February 17, 2016 / 10:20 AM / 2 years ago

France's Royal to head U.N. climate talks after Fabius quits

PARIS (Reuters) - French Environment Minister Segolene Royal said on Wednesday she would take over the presidency of U.N. climate talks, seeking to implement a global deal reached last year to shift away from fossil fuels, after former foreign minister Laurent Fabius quit.

French Minister for Ecology, Sustainable Development and Energy Segolene Royal arrives at the scene near the wreckage of a school minibus after it crashed into a metal panel which fell from a truck in Rochefort, France, February 11, 2016. REUTERS/Regis Duvignau

Royal said she had accepted a request from French President Francois Hollande to serve out the U.N. presidency, lasting until the next annual meeting of 195 nations on global warming in Marrakech in Morocco in November.

Fabius, who won praise for chairing a Paris summit in December where all nations agreed to curb their greenhouse gas emissions to limit rising temperatures, left the foreign ministry last week to head France’s constitutional court.

Royal told iTele television that she would work to ensure that all countries “ratify the agreement, sign this agreement, implement the decisions in their domestic policies to permit a fight against global warming”.

U.N. Secretary-General Ban Ki-moon will host a meeting in New York on April 22 opening the Paris Agreement for signatures, a step toward formal ratification.

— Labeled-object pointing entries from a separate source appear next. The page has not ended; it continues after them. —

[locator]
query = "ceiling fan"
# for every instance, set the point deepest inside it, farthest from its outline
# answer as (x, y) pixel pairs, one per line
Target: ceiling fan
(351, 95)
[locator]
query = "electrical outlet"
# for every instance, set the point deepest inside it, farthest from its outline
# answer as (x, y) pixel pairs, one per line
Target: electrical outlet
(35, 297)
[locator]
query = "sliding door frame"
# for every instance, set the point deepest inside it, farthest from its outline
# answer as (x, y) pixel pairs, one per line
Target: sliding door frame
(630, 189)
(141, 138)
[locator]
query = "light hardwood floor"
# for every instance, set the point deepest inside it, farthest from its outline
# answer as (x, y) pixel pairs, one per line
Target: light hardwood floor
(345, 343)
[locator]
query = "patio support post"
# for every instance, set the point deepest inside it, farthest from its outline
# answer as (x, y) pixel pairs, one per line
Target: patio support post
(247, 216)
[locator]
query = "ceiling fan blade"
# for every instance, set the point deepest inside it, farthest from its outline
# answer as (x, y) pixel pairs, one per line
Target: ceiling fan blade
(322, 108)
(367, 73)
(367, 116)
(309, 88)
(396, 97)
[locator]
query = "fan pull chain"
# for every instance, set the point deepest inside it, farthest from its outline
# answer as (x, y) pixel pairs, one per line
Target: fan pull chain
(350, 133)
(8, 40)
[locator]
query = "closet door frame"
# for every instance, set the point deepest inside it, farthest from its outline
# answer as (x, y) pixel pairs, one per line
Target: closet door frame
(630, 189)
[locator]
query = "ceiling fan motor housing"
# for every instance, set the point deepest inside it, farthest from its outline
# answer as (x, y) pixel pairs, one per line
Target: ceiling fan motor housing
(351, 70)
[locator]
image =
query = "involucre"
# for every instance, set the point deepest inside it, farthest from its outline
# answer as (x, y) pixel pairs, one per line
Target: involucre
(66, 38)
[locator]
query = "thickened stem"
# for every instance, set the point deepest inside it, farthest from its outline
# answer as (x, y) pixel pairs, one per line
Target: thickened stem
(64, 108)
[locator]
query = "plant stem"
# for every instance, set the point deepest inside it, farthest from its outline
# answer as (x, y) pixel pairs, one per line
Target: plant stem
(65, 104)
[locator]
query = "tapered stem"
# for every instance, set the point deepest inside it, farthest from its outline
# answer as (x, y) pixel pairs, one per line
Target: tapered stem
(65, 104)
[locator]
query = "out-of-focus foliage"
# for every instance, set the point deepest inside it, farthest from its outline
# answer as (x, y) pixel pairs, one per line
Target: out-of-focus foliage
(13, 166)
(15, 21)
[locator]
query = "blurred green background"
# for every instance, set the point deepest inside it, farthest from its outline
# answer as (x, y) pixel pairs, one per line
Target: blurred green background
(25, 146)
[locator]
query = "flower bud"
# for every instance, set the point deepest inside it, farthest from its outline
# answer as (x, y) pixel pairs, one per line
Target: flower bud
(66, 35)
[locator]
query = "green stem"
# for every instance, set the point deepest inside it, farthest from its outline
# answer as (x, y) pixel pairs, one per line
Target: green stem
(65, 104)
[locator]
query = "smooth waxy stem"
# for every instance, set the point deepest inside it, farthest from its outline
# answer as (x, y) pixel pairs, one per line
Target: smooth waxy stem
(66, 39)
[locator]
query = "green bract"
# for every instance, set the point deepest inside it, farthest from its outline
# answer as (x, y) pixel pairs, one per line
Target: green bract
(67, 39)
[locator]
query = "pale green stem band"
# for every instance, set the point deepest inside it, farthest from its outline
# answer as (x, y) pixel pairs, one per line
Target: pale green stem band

On Tuesday, U.S. President Barack Obama’s climate envoy, Todd Stern, said Washington would sign the Paris pact regardless of a decision by the U.S. Supreme Court last week to put a chunk of Obama’s environmental action on hold.

In Geneva, Hoesung Lee, the head of the U.N.’s panel of climate scientists, said the Paris Agreement was an important landmark but said there was no time to lose in implementing it.

“The longer we delay action, the cost of climate stabilization will rise dramatically,” he said. The panel says rising temperatures are already causing more downpours, heat waves and rising sea levels.